November 22, 2024
Editorial

SAVING SEARS ISLAND

For decades, environmental groups rallied to save Sears Island from industrial development. In recent years, proponents of a port on the island began pushing back, noting the island was purchased by the state in 1998 expressly for future transportation needs. When the liquefied natural gas industry began looking at the 941-acre Penobscot Bay island for a possible terminal facility in late 2003, it seemed another chapter in the 40-year history of debate over the island’s fate was about to be written.

Instead, Gov. John Baldacci took LNG off the table, and convened a 40-plus member stakeholder group. That group labored for 18 months on an agreement that puts two-thirds of the island in permanent conservation for low-impact recreation such as hiking and bird-watching, while reserving the remaining third for a possible port; that port would be built only if facilities at nearby Mack Point can no longer be expanded.

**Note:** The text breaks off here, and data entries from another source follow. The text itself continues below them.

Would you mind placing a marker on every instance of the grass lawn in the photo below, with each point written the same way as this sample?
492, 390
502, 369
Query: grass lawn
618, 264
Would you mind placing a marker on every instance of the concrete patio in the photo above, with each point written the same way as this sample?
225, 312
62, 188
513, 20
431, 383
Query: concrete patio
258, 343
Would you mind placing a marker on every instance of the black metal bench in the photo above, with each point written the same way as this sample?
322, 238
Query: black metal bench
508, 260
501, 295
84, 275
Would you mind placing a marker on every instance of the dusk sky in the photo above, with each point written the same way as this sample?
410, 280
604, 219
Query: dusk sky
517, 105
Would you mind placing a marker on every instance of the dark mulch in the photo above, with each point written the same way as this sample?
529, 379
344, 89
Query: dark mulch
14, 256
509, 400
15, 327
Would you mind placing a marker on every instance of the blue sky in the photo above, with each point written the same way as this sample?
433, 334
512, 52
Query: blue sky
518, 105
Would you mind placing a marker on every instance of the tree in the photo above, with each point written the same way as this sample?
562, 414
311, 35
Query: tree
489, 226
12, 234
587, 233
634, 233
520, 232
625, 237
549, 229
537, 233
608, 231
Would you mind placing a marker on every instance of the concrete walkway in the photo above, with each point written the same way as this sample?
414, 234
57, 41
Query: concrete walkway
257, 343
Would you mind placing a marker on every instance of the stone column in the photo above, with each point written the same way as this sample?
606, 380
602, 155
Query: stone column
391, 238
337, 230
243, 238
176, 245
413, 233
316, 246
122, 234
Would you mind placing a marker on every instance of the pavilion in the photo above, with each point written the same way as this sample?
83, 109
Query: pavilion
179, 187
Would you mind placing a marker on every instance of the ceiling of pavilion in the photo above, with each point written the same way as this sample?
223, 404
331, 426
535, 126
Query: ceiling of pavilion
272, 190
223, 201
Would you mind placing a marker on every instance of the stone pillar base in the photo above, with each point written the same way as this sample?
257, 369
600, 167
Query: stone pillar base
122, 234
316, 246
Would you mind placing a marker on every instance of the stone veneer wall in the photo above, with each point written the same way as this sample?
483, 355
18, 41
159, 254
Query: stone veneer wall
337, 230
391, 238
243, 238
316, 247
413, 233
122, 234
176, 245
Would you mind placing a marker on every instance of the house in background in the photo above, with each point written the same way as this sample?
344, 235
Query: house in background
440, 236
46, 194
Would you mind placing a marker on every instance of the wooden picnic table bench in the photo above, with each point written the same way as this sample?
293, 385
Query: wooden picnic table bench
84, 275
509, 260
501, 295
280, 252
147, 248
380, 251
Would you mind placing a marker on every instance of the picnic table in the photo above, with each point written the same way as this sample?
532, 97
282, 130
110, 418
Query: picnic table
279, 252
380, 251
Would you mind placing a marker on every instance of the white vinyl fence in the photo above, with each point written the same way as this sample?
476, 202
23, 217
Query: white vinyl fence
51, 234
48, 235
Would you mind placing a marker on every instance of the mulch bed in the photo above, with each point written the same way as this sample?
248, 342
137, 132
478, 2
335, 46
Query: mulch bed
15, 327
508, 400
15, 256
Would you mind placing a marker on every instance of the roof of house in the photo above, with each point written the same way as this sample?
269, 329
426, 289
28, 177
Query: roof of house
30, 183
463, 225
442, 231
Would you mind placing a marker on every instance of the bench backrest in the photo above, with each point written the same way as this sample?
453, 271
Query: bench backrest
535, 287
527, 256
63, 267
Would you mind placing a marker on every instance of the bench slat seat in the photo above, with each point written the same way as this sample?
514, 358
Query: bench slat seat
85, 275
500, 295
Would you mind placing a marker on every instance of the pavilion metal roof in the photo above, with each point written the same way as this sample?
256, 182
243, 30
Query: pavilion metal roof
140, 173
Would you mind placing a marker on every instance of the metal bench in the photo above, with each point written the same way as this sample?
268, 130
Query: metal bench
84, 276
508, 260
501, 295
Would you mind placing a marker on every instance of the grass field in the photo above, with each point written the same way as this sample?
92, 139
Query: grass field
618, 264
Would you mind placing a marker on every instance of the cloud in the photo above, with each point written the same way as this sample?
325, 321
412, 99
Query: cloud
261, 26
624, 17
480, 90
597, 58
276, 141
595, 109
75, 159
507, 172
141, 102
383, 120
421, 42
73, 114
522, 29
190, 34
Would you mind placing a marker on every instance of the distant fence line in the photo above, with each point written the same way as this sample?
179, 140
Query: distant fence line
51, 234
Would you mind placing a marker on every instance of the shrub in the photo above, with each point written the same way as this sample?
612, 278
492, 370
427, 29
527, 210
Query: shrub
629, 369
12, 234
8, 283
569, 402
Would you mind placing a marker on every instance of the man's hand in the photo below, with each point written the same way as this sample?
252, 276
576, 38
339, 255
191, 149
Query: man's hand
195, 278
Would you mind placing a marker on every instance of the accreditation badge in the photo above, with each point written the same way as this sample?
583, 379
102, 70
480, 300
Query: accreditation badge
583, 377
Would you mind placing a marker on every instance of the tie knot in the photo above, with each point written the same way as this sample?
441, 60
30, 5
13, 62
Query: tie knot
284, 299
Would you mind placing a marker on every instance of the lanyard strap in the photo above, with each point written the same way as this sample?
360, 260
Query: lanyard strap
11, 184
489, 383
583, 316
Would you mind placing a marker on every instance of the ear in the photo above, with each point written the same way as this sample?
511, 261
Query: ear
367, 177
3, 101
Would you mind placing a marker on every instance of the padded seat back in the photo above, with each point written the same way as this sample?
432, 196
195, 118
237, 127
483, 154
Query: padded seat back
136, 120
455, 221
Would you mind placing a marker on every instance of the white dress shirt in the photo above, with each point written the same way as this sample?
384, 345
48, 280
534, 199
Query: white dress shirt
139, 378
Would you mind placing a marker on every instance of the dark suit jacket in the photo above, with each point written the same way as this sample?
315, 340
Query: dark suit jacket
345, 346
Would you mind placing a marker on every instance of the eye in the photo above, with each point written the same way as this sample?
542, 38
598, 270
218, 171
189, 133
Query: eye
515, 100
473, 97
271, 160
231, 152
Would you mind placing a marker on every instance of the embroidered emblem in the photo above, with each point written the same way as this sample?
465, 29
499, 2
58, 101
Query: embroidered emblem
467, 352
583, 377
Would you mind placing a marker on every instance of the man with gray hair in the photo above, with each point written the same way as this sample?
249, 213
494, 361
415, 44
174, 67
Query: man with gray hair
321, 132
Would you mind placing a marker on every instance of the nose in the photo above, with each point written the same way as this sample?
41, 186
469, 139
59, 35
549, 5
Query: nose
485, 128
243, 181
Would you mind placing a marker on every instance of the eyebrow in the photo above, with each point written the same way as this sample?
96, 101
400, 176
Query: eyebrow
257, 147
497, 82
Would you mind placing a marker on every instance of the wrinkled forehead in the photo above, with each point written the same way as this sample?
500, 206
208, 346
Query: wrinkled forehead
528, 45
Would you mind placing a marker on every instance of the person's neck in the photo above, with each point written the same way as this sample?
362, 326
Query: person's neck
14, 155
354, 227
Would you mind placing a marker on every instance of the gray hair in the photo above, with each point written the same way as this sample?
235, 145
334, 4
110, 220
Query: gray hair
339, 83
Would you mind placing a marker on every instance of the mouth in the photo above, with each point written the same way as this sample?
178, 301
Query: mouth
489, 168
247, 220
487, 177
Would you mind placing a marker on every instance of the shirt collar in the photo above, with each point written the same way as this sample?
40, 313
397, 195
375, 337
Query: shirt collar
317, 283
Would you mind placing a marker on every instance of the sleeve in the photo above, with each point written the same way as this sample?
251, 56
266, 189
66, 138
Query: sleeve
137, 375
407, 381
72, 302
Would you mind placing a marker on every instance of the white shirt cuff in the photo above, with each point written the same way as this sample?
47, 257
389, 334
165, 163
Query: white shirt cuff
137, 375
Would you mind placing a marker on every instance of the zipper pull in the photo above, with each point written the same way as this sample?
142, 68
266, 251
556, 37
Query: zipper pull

A bit of political theater recently staged by the Rockland-based Penobscot Bay Watch, in which the group’s supporters acted as pallbearers for a coffin symbolizing the Sierra Club, seemed aimed at inciting new conflict over Sears Island. Penobscot Bay Watch sought to embarrass the Sierra Club for the role its Maine chapter played in developing the compromise agreement. The Sierra Club, through lawsuits, stalled construction of the port in the late 1980s and 1990s, so it is a convenient target.

It is true that Sears Island, the largest uninhabited island on the East Coast, is a stunningly beautiful microcosm of the Maine coast. But because its northwestern shore lies adjacent to 40-foot-deep waters, and because the Maine, Montreal & Atlantic Railway could easily extend a line across the wide causeway that connects the island to Searsport, Sears Island is also an ideal place for a shipping port. With the world’s energy economy in flux, it is impossible to predict what Maine’s future transportation needs will be. But it’s not hard to imagine needing a deep-water port, especially since transporting goods by ship is the most energy-efficient method with the smallest carbon footprint.

Maine taxpayers have spent millions constructing the causeway and jetty and buying the island for transportation needs. That investment is honored by the agreement struck last year.

And the five environmental groups that worked on the agreement should be praised, not shamed, for their courage. They achieved what had eluded others for 40 years – permanently conserving 600 acres on the island. They looked beyond their narrow missions to see the importance of retaining the possibility of a port on the island, whose need may one day be deemed critical to Maine’s economic survival.

Another group is publicly working out the details of the final boundaries for the conservation and the port development areas. When that work is done, it will be a landmark resolution.

When the governor’s legacy is discussed, tackling the Sears Island question head-on should be on the list. His leadership empowered stakeholders of all stripes to create a compromise that protects Maine’s future on two very different fronts, conservation and commerce.